Judiciary Power and Practice - Conclusion

The constitutional law expert Louis Henkin summarized the judiciary's role in foreign affairs nicely when he wrote:

Overall, the contribution of the courts to foreign policy and their impact on foreign relations are significant but not large. The Supreme Court in particular intervenes only infrequently and its foreign affairs cases are few and haphazard. The Court does not build and refine steadily case by case, it develops no expertise or experts; the Justices have no matured or clear philosophies; the precedents are flimsy and often reflect the spirit of another day. But though the courts have only a supporting part, it is indispensable and inevitable, and if their competence and equipment for making foreign policy are uncertain, they can be improved by stronger, continuing guidance by Congress and, perhaps, by the President.

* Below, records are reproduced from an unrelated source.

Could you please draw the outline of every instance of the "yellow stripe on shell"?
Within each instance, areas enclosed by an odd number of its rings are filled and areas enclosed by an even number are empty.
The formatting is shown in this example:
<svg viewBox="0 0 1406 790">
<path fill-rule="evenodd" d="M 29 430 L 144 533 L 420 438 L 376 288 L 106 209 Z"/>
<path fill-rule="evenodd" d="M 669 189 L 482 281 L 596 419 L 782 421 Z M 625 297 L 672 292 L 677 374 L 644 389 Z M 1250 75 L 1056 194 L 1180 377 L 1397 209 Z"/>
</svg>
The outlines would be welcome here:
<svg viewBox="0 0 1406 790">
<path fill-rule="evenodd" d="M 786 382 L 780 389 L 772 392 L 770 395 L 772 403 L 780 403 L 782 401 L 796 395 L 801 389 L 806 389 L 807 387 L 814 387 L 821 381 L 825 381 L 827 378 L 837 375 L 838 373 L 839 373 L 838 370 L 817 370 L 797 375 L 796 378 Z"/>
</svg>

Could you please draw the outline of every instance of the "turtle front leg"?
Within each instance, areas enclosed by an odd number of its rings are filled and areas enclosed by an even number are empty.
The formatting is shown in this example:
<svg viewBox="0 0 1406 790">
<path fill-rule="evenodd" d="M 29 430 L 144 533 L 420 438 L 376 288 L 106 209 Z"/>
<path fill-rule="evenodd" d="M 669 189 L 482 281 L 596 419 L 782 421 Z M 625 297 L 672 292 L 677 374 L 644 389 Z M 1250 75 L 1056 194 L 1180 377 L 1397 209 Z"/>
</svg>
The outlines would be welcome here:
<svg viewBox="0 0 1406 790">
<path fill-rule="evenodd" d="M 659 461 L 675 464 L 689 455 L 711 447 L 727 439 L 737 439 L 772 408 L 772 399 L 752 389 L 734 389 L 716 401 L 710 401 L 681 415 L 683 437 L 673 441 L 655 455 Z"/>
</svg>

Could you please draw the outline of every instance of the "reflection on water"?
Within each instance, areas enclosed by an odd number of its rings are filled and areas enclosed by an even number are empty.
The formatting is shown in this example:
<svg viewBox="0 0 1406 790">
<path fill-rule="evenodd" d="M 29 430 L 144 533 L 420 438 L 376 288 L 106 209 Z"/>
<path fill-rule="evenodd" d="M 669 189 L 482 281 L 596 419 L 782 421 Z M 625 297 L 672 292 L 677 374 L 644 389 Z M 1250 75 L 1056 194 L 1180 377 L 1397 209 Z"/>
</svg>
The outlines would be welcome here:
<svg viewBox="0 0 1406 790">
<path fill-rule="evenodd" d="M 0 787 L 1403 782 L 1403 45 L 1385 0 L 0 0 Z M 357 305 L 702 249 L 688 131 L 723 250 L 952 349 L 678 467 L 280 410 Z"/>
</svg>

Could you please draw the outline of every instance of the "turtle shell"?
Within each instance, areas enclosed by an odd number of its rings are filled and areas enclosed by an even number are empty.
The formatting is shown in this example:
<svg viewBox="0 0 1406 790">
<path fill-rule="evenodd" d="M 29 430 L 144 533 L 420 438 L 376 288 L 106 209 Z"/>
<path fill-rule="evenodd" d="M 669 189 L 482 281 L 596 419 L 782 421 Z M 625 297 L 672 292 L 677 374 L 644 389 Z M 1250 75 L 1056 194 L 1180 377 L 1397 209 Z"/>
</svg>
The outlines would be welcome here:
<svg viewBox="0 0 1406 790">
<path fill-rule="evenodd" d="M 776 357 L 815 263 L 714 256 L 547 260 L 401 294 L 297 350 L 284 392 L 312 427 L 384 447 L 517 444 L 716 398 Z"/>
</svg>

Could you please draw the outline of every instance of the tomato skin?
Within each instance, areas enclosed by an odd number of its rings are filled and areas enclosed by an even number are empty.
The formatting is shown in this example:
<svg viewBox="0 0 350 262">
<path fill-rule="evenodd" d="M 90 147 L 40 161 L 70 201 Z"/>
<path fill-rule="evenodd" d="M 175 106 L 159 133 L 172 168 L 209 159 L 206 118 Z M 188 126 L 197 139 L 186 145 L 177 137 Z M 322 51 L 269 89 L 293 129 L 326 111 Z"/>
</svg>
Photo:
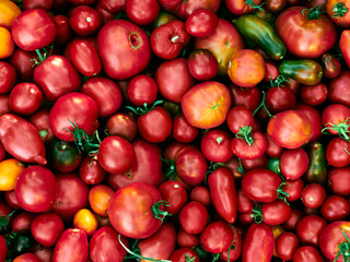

In examining the power and practice of the judiciary in foreign affairs, one is struck by the potential power of this branch but the rare use of it in practice. In general, the judiciary has tended to regard foreign affairs as fundamentally different from other areas of power. In so doing, it has been more willing (either through actual rulings or the dismissal of cases as political questions) to permit the federal power under consideration, and to give the president the benefit of the doubt in disputes over executive and legislative branch authority. The blurring of the domestic and international, the increasing activism of state and local governments in foreign affairs, and the form and timing of U.S. military intervention abroad will be major factors in coming years that will determine whether the judiciary's restraint in foreign affairs continues.